Visualizing Ontologies with VOWL

Tracking #: 892-2103

Authors: 
Steffen Lohmann
Stefan Negru
Florian Haag
Thomas Ertl

Responsible editor: 
Guest Editors EKAW 2014 Schlobach Janowicz

Submission type: 
Full Paper
Abstract: 
Visualizations can be very useful when working with ontologies. The Visual Notation for OWL Ontologies (VOWL) is a comprehensive and well-specified visual language for the user-oriented representation of ontologies. It defines graphical depictions for most elements of the OWL Web Ontology Language that are combined to a force-directed graph layout visualizing the ontology. In contrast to related work, VOWL aims for an intuitive representation that is also understandable to users less familiar with ontologies. This article presents VOWL in detail and describes its implementation in two different tools: ProtégéVOWL and WebVOWL. The first is a plugin for the ontology editor Protégé, the second a standalone application entirely based on open web standards. Both tools demonstrate the applicability of VOWL by means of various ontologies. In addition, the results of three user studies conducted to evaluate the comprehensibility and usability of VOWL are summarized. They are complemented by latest insights gained from an expert interview and from testing the visual scope and completeness of VOWL with a benchmark ontology. The evaluations helped to improve VOWL and confirm that it creates comparatively intuitive and usable ontology visualizations.
Full PDF Version: 
Tags: 
Reviewed

Decision/Status: 
Minor revision

Solicited Reviews:
Click to Expand/Collapse
Review #1
Anonymous submitted on 08/Jan/2015
Suggestion:
Major Revision
Review Comment:

I did a positive review of an earlier version of this paper when it was submitted to EKAW 2014.

The work presented is original, as it proposes a novel graph visualisation of OWL ontologies. The related work section is dense and features a lot of relevant papers, it has however some flaws related to a lack of clarity. For instance, the authors insist on visualizing "complete ontologies", but should be more precise on that term. There lacks a table clearly organizing the multiple related works between technics, vis tools, objectives and tasks, data visualized and completeness of ontologies. Moreover, some statements are quite void without example, e.g. p3 « there are also some conceptual limitations and incompatibilities when using UML class diagrams for the visualization of ontologies » or « Such RDF visualizations of OWL are not only hard to read but also fail to adequately reflect the semantics of the OWL constructs ».

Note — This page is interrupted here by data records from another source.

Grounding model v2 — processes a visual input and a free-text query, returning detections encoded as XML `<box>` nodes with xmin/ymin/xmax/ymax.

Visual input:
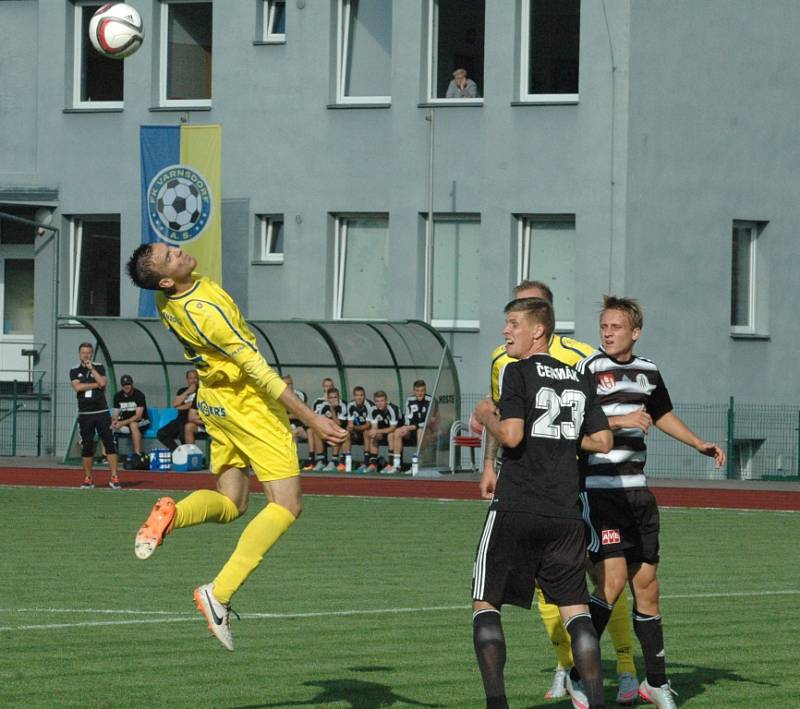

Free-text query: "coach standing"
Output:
<box><xmin>472</xmin><ymin>298</ymin><xmax>613</xmax><ymax>709</ymax></box>
<box><xmin>69</xmin><ymin>342</ymin><xmax>120</xmax><ymax>490</ymax></box>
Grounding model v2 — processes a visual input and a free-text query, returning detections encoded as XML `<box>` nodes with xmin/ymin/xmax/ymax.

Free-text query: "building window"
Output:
<box><xmin>428</xmin><ymin>0</ymin><xmax>485</xmax><ymax>103</ymax></box>
<box><xmin>256</xmin><ymin>214</ymin><xmax>283</xmax><ymax>263</ymax></box>
<box><xmin>69</xmin><ymin>216</ymin><xmax>120</xmax><ymax>316</ymax></box>
<box><xmin>426</xmin><ymin>214</ymin><xmax>481</xmax><ymax>329</ymax></box>
<box><xmin>336</xmin><ymin>0</ymin><xmax>392</xmax><ymax>104</ymax></box>
<box><xmin>160</xmin><ymin>0</ymin><xmax>212</xmax><ymax>107</ymax></box>
<box><xmin>72</xmin><ymin>2</ymin><xmax>125</xmax><ymax>108</ymax></box>
<box><xmin>520</xmin><ymin>0</ymin><xmax>581</xmax><ymax>103</ymax></box>
<box><xmin>517</xmin><ymin>214</ymin><xmax>576</xmax><ymax>332</ymax></box>
<box><xmin>2</xmin><ymin>258</ymin><xmax>34</xmax><ymax>335</ymax></box>
<box><xmin>731</xmin><ymin>221</ymin><xmax>768</xmax><ymax>335</ymax></box>
<box><xmin>261</xmin><ymin>0</ymin><xmax>286</xmax><ymax>44</ymax></box>
<box><xmin>333</xmin><ymin>214</ymin><xmax>389</xmax><ymax>320</ymax></box>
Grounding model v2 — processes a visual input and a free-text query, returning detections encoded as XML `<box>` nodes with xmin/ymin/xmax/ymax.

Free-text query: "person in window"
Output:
<box><xmin>111</xmin><ymin>374</ymin><xmax>150</xmax><ymax>456</ymax></box>
<box><xmin>445</xmin><ymin>69</ymin><xmax>479</xmax><ymax>98</ymax></box>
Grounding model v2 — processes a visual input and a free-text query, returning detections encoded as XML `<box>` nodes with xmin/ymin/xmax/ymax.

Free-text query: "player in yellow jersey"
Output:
<box><xmin>481</xmin><ymin>281</ymin><xmax>639</xmax><ymax>705</ymax></box>
<box><xmin>128</xmin><ymin>242</ymin><xmax>347</xmax><ymax>650</ymax></box>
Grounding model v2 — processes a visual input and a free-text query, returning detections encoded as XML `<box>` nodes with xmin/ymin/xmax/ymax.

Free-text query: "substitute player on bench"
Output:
<box><xmin>483</xmin><ymin>281</ymin><xmax>639</xmax><ymax>704</ymax></box>
<box><xmin>128</xmin><ymin>242</ymin><xmax>347</xmax><ymax>650</ymax></box>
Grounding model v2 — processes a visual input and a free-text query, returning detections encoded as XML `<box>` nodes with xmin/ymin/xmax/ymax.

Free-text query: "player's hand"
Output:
<box><xmin>473</xmin><ymin>398</ymin><xmax>497</xmax><ymax>426</ymax></box>
<box><xmin>478</xmin><ymin>460</ymin><xmax>497</xmax><ymax>500</ymax></box>
<box><xmin>695</xmin><ymin>441</ymin><xmax>727</xmax><ymax>468</ymax></box>
<box><xmin>311</xmin><ymin>414</ymin><xmax>347</xmax><ymax>446</ymax></box>
<box><xmin>620</xmin><ymin>406</ymin><xmax>653</xmax><ymax>433</ymax></box>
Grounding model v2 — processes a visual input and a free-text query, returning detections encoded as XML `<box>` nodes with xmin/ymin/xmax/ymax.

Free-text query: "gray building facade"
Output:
<box><xmin>0</xmin><ymin>0</ymin><xmax>800</xmax><ymax>420</ymax></box>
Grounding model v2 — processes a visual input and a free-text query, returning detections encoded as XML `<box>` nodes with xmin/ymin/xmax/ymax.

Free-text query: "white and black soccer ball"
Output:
<box><xmin>89</xmin><ymin>2</ymin><xmax>144</xmax><ymax>59</ymax></box>
<box><xmin>156</xmin><ymin>177</ymin><xmax>203</xmax><ymax>233</ymax></box>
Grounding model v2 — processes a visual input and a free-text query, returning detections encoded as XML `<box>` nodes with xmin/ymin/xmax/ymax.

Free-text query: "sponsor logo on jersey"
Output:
<box><xmin>597</xmin><ymin>372</ymin><xmax>617</xmax><ymax>391</ymax></box>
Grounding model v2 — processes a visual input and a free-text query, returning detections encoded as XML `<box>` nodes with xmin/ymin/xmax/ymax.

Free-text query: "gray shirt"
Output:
<box><xmin>445</xmin><ymin>79</ymin><xmax>478</xmax><ymax>98</ymax></box>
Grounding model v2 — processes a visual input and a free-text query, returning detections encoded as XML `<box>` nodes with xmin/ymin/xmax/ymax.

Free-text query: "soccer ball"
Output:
<box><xmin>89</xmin><ymin>2</ymin><xmax>144</xmax><ymax>59</ymax></box>
<box><xmin>156</xmin><ymin>177</ymin><xmax>202</xmax><ymax>233</ymax></box>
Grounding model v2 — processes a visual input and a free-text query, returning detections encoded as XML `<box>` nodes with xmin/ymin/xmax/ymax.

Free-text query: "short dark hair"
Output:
<box><xmin>603</xmin><ymin>295</ymin><xmax>644</xmax><ymax>330</ymax></box>
<box><xmin>503</xmin><ymin>298</ymin><xmax>556</xmax><ymax>339</ymax></box>
<box><xmin>514</xmin><ymin>280</ymin><xmax>553</xmax><ymax>305</ymax></box>
<box><xmin>125</xmin><ymin>244</ymin><xmax>161</xmax><ymax>290</ymax></box>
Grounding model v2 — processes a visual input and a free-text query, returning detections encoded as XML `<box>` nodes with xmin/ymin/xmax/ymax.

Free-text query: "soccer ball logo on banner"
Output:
<box><xmin>147</xmin><ymin>165</ymin><xmax>211</xmax><ymax>244</ymax></box>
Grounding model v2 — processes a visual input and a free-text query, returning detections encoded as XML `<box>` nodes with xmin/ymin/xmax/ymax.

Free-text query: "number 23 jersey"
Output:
<box><xmin>491</xmin><ymin>353</ymin><xmax>608</xmax><ymax>519</ymax></box>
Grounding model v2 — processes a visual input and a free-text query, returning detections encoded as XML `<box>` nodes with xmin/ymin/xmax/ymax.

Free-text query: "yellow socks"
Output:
<box><xmin>536</xmin><ymin>587</ymin><xmax>572</xmax><ymax>668</ymax></box>
<box><xmin>173</xmin><ymin>490</ymin><xmax>239</xmax><ymax>529</ymax></box>
<box><xmin>214</xmin><ymin>502</ymin><xmax>295</xmax><ymax>603</ymax></box>
<box><xmin>606</xmin><ymin>591</ymin><xmax>636</xmax><ymax>675</ymax></box>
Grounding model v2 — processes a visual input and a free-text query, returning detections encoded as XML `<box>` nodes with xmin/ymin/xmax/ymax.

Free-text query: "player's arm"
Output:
<box><xmin>656</xmin><ymin>411</ymin><xmax>726</xmax><ymax>468</ymax></box>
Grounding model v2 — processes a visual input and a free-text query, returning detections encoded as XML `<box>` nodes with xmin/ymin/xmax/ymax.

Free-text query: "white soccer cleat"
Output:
<box><xmin>544</xmin><ymin>667</ymin><xmax>568</xmax><ymax>699</ymax></box>
<box><xmin>639</xmin><ymin>680</ymin><xmax>678</xmax><ymax>709</ymax></box>
<box><xmin>194</xmin><ymin>583</ymin><xmax>233</xmax><ymax>652</ymax></box>
<box><xmin>617</xmin><ymin>672</ymin><xmax>639</xmax><ymax>707</ymax></box>
<box><xmin>566</xmin><ymin>674</ymin><xmax>589</xmax><ymax>709</ymax></box>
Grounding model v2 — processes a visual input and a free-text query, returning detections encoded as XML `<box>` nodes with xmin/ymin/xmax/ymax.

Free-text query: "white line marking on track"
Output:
<box><xmin>0</xmin><ymin>589</ymin><xmax>800</xmax><ymax>631</ymax></box>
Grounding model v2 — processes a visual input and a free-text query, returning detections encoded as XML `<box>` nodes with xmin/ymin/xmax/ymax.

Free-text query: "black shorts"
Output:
<box><xmin>78</xmin><ymin>411</ymin><xmax>117</xmax><ymax>458</ymax></box>
<box><xmin>472</xmin><ymin>510</ymin><xmax>589</xmax><ymax>608</ymax></box>
<box><xmin>584</xmin><ymin>487</ymin><xmax>660</xmax><ymax>564</ymax></box>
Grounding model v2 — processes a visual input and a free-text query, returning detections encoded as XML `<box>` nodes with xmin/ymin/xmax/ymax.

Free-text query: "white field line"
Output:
<box><xmin>0</xmin><ymin>589</ymin><xmax>800</xmax><ymax>631</ymax></box>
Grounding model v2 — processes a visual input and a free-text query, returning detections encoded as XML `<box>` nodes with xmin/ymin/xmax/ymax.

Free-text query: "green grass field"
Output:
<box><xmin>0</xmin><ymin>488</ymin><xmax>800</xmax><ymax>709</ymax></box>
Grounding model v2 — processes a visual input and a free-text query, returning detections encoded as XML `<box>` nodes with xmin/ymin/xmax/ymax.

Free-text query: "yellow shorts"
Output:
<box><xmin>197</xmin><ymin>384</ymin><xmax>300</xmax><ymax>482</ymax></box>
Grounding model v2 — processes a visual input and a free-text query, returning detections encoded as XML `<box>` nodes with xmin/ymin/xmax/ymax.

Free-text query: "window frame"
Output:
<box><xmin>70</xmin><ymin>0</ymin><xmax>125</xmax><ymax>110</ymax></box>
<box><xmin>158</xmin><ymin>0</ymin><xmax>214</xmax><ymax>109</ymax></box>
<box><xmin>422</xmin><ymin>212</ymin><xmax>482</xmax><ymax>332</ymax></box>
<box><xmin>425</xmin><ymin>0</ymin><xmax>486</xmax><ymax>106</ymax></box>
<box><xmin>730</xmin><ymin>219</ymin><xmax>767</xmax><ymax>337</ymax></box>
<box><xmin>254</xmin><ymin>213</ymin><xmax>286</xmax><ymax>264</ymax></box>
<box><xmin>514</xmin><ymin>212</ymin><xmax>577</xmax><ymax>333</ymax></box>
<box><xmin>65</xmin><ymin>214</ymin><xmax>122</xmax><ymax>316</ymax></box>
<box><xmin>334</xmin><ymin>0</ymin><xmax>392</xmax><ymax>107</ymax></box>
<box><xmin>331</xmin><ymin>212</ymin><xmax>390</xmax><ymax>322</ymax></box>
<box><xmin>518</xmin><ymin>0</ymin><xmax>580</xmax><ymax>105</ymax></box>
<box><xmin>259</xmin><ymin>0</ymin><xmax>288</xmax><ymax>44</ymax></box>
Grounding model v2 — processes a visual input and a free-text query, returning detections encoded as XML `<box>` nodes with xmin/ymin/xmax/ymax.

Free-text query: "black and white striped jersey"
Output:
<box><xmin>577</xmin><ymin>349</ymin><xmax>672</xmax><ymax>490</ymax></box>
<box><xmin>370</xmin><ymin>402</ymin><xmax>403</xmax><ymax>428</ymax></box>
<box><xmin>347</xmin><ymin>399</ymin><xmax>375</xmax><ymax>426</ymax></box>
<box><xmin>405</xmin><ymin>394</ymin><xmax>431</xmax><ymax>428</ymax></box>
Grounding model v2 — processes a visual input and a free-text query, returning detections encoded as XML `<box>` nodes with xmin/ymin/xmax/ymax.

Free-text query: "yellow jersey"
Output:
<box><xmin>491</xmin><ymin>334</ymin><xmax>594</xmax><ymax>402</ymax></box>
<box><xmin>156</xmin><ymin>276</ymin><xmax>286</xmax><ymax>399</ymax></box>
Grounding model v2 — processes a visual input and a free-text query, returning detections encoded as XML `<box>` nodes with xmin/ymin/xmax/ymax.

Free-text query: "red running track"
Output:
<box><xmin>0</xmin><ymin>468</ymin><xmax>800</xmax><ymax>510</ymax></box>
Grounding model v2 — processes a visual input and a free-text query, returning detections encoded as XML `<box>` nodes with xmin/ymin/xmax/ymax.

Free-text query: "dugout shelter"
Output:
<box><xmin>61</xmin><ymin>317</ymin><xmax>461</xmax><ymax>473</ymax></box>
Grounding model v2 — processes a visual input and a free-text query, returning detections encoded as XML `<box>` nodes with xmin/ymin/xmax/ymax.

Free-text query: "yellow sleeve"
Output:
<box><xmin>185</xmin><ymin>300</ymin><xmax>286</xmax><ymax>399</ymax></box>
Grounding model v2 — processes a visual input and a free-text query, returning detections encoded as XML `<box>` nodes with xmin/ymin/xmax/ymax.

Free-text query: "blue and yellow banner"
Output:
<box><xmin>139</xmin><ymin>125</ymin><xmax>222</xmax><ymax>317</ymax></box>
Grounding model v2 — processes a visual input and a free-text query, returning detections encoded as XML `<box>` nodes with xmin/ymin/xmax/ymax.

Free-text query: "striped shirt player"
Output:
<box><xmin>577</xmin><ymin>295</ymin><xmax>725</xmax><ymax>709</ymax></box>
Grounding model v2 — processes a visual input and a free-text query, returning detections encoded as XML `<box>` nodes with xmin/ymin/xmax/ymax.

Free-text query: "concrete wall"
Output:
<box><xmin>0</xmin><ymin>0</ymin><xmax>800</xmax><ymax>401</ymax></box>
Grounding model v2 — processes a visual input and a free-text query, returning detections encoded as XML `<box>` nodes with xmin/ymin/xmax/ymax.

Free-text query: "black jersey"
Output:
<box><xmin>405</xmin><ymin>394</ymin><xmax>431</xmax><ymax>428</ymax></box>
<box><xmin>370</xmin><ymin>402</ymin><xmax>403</xmax><ymax>428</ymax></box>
<box><xmin>319</xmin><ymin>401</ymin><xmax>347</xmax><ymax>428</ymax></box>
<box><xmin>114</xmin><ymin>389</ymin><xmax>147</xmax><ymax>421</ymax></box>
<box><xmin>347</xmin><ymin>399</ymin><xmax>375</xmax><ymax>426</ymax></box>
<box><xmin>69</xmin><ymin>362</ymin><xmax>108</xmax><ymax>414</ymax></box>
<box><xmin>491</xmin><ymin>353</ymin><xmax>608</xmax><ymax>519</ymax></box>
<box><xmin>577</xmin><ymin>350</ymin><xmax>672</xmax><ymax>490</ymax></box>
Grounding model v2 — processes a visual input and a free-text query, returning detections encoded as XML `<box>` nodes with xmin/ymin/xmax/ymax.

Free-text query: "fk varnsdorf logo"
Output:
<box><xmin>147</xmin><ymin>165</ymin><xmax>211</xmax><ymax>244</ymax></box>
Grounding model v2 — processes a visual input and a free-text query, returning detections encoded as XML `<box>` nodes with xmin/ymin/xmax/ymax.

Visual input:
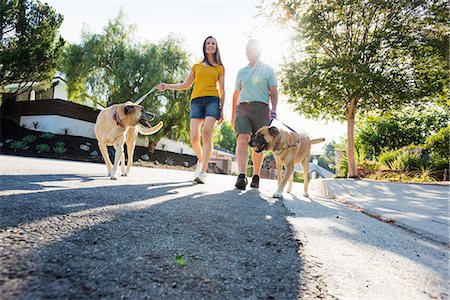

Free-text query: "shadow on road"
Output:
<box><xmin>0</xmin><ymin>174</ymin><xmax>300</xmax><ymax>299</ymax></box>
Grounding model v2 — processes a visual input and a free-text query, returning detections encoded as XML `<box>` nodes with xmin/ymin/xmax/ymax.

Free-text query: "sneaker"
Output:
<box><xmin>195</xmin><ymin>171</ymin><xmax>206</xmax><ymax>183</ymax></box>
<box><xmin>250</xmin><ymin>175</ymin><xmax>259</xmax><ymax>189</ymax></box>
<box><xmin>234</xmin><ymin>174</ymin><xmax>248</xmax><ymax>190</ymax></box>
<box><xmin>194</xmin><ymin>162</ymin><xmax>202</xmax><ymax>178</ymax></box>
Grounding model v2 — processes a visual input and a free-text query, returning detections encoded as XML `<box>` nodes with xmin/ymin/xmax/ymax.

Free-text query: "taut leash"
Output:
<box><xmin>134</xmin><ymin>85</ymin><xmax>156</xmax><ymax>105</ymax></box>
<box><xmin>269</xmin><ymin>113</ymin><xmax>297</xmax><ymax>133</ymax></box>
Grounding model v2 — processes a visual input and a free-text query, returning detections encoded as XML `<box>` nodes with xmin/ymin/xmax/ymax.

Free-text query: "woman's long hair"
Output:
<box><xmin>202</xmin><ymin>35</ymin><xmax>222</xmax><ymax>66</ymax></box>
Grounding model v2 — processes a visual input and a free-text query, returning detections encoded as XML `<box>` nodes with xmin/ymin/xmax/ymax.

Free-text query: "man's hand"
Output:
<box><xmin>269</xmin><ymin>109</ymin><xmax>277</xmax><ymax>120</ymax></box>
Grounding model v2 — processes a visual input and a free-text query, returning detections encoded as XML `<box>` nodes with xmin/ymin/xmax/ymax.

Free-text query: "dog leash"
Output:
<box><xmin>134</xmin><ymin>85</ymin><xmax>156</xmax><ymax>105</ymax></box>
<box><xmin>269</xmin><ymin>113</ymin><xmax>297</xmax><ymax>133</ymax></box>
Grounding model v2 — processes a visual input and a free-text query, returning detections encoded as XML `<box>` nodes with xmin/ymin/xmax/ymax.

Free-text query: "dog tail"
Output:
<box><xmin>311</xmin><ymin>138</ymin><xmax>325</xmax><ymax>145</ymax></box>
<box><xmin>136</xmin><ymin>121</ymin><xmax>163</xmax><ymax>135</ymax></box>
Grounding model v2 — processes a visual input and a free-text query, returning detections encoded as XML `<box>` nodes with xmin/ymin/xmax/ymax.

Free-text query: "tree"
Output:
<box><xmin>355</xmin><ymin>106</ymin><xmax>450</xmax><ymax>158</ymax></box>
<box><xmin>318</xmin><ymin>141</ymin><xmax>336</xmax><ymax>172</ymax></box>
<box><xmin>0</xmin><ymin>0</ymin><xmax>64</xmax><ymax>92</ymax></box>
<box><xmin>61</xmin><ymin>12</ymin><xmax>190</xmax><ymax>152</ymax></box>
<box><xmin>266</xmin><ymin>0</ymin><xmax>448</xmax><ymax>177</ymax></box>
<box><xmin>216</xmin><ymin>120</ymin><xmax>236</xmax><ymax>153</ymax></box>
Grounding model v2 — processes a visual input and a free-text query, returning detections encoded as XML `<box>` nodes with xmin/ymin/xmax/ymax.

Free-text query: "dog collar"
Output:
<box><xmin>113</xmin><ymin>108</ymin><xmax>125</xmax><ymax>127</ymax></box>
<box><xmin>273</xmin><ymin>135</ymin><xmax>300</xmax><ymax>152</ymax></box>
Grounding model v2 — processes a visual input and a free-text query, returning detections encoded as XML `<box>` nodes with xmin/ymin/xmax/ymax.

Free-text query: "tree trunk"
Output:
<box><xmin>347</xmin><ymin>98</ymin><xmax>358</xmax><ymax>178</ymax></box>
<box><xmin>147</xmin><ymin>139</ymin><xmax>158</xmax><ymax>154</ymax></box>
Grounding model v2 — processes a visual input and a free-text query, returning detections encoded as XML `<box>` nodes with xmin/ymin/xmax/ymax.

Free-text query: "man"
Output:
<box><xmin>231</xmin><ymin>39</ymin><xmax>278</xmax><ymax>190</ymax></box>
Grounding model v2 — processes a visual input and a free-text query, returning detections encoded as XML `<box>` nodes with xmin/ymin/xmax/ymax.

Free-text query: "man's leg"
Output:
<box><xmin>250</xmin><ymin>148</ymin><xmax>264</xmax><ymax>188</ymax></box>
<box><xmin>235</xmin><ymin>133</ymin><xmax>250</xmax><ymax>190</ymax></box>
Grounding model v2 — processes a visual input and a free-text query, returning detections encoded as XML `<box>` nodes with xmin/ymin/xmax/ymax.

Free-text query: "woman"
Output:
<box><xmin>157</xmin><ymin>36</ymin><xmax>225</xmax><ymax>183</ymax></box>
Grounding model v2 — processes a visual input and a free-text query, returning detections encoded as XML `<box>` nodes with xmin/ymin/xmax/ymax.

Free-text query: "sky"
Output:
<box><xmin>42</xmin><ymin>0</ymin><xmax>346</xmax><ymax>153</ymax></box>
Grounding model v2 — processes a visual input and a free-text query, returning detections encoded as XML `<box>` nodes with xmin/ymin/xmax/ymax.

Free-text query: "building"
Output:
<box><xmin>0</xmin><ymin>72</ymin><xmax>235</xmax><ymax>174</ymax></box>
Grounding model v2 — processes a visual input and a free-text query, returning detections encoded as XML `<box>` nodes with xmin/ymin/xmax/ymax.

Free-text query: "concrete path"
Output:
<box><xmin>0</xmin><ymin>155</ymin><xmax>450</xmax><ymax>300</ymax></box>
<box><xmin>0</xmin><ymin>155</ymin><xmax>301</xmax><ymax>300</ymax></box>
<box><xmin>310</xmin><ymin>179</ymin><xmax>450</xmax><ymax>246</ymax></box>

As far as significance of the results is concerned, it seems to me that the proposal is quite mature, is interesting and has the potential of becoming widely used. However, if I regret but am ok with the fact that the studies remain qualitative, and with a few users (6 on the first, 5 on the second), their presentation is insufficiently described, at least for the description of the experimental settings. The tasks, the durations, the data collection etc. should be described with precision. Also, there should be a minimal discussion on related work on ontology visualisation evaluation, and the second user study (5.2) should be more justified: why did the authors target expert users if VOWL is aimed at lay users? The expressiveness / completeness evaluation using OntoVibe is interesting.

The quality of writing is fairly good. The paper is well structured. However, aside from aforementioned remarks on related works and user studies, the main problem to me is that it remains somewhat confusing on the differences between VOWL, VOWL1 and VOWL2. There still remain unnecessary allusions to VOWL1 or VOWL2, when the clear topic of the paper should be VOWL as it is now (= VOWL2). I understand that the difficulty could come from the fact that part of user study was on VOWL1, but then it should not be used in this paper apart from an historical presentation of the origins of VOWL2. My advice would be to cite VOWL1 only in the related works, and only focus on VOWL2.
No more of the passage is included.